The data, collected by the satellites of Brazil’s National Institute for Space Research (INPE), show that 1,986 square kilometers were deforested in the January-May period, compared to 2,867 in the corresponding period of 2022, when Jáich Bolsonaro (far right) was president.

The ministry also spoke of a 10% reduction in deforestation in May compared to the corresponding month in 2022 (812 square kilometers, compared to 900 in May last year).

Following his victory over Mr Bolsonaro in the second round of the presidential election, President Lula (centre-left) pledged to make protecting the Amazon rainforest a priority.

During his predecessor’s tenure, average annual deforestation in the Amazon forest increased by 75% compared to the previous decade.

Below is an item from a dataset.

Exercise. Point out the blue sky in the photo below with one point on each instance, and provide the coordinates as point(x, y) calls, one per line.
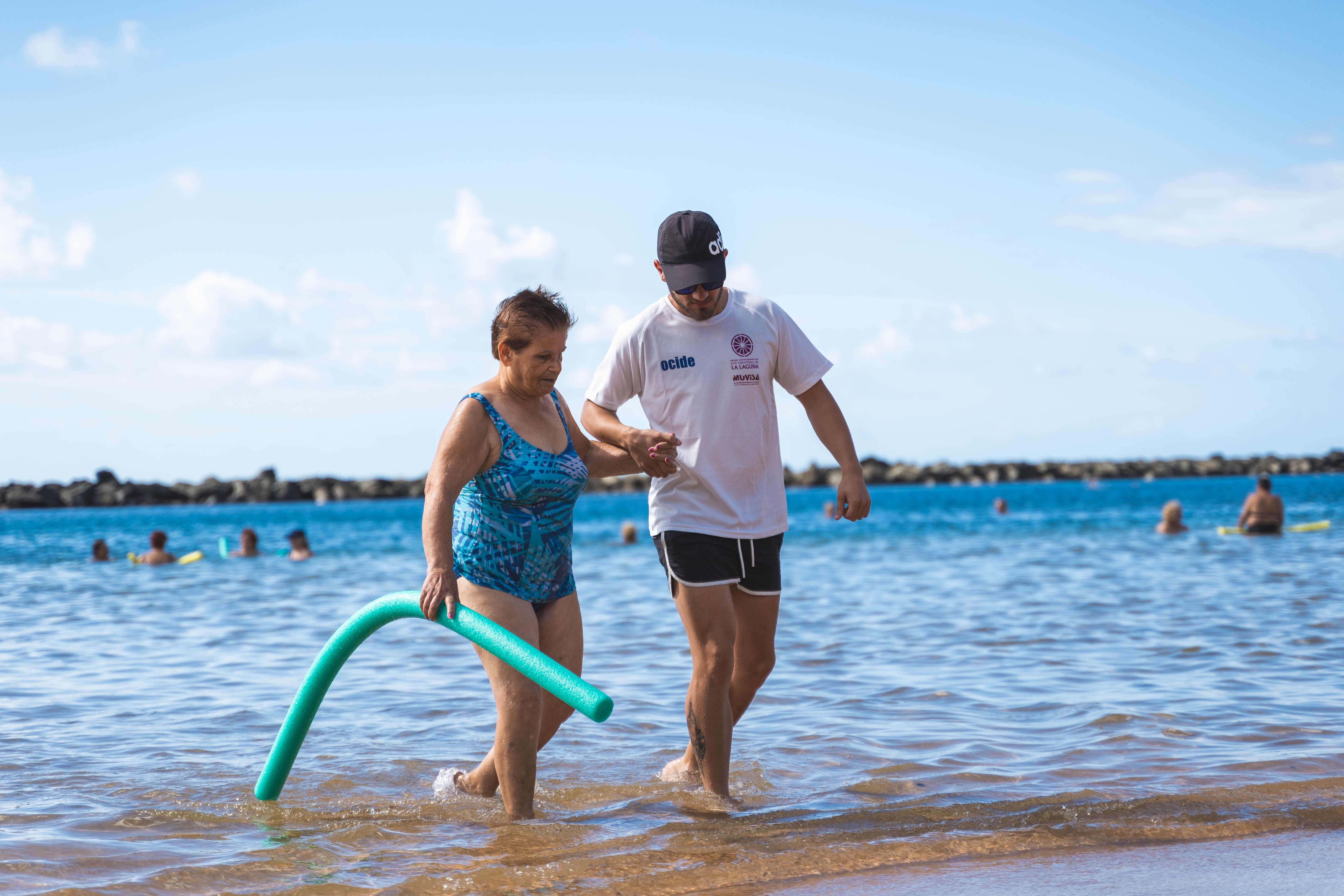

On Monday, on the occasion of World Environment Day, President Lula presented in Brasilia a new plan to combat illegal deforestation, promising to eliminate the phenomenon by 2030.

“Brazil, especially thanks to the Amazon forest, is of great importance for the climate balance of the planet (…) to prevent deforestation [τροπικού δάσους του] Amazon means that we are helping to reduce global warming,” he explained.

The plan, which defines several hundred objectives, foresees, among other things, the immediate confiscation of half of the zones where illegal exploitations take place (agricultural, livestock, mining, logging…). By 2027, it is planned to designate protected areas with a total area of ​​some 30,000,000 hectares.

Despite the encouraging figures announced yesterday, the real test for the Lula government will begin in the coming months, during the dry season, when both deforestation and fires in the Amazon reach their peak.

Besides, the new president suffered heavy defeats recently in the parliament.

The Brazilian national delegation deprived the Ministry of Environment of its responsibilities regarding the cadastre, the surveillance of agricultural lands, a necessary tool to combat deforestation.

While the Ministry of Indigenous Peoples lost the responsibility to designate new protected indigenous areas, which are seen as a breakwater of deforestation.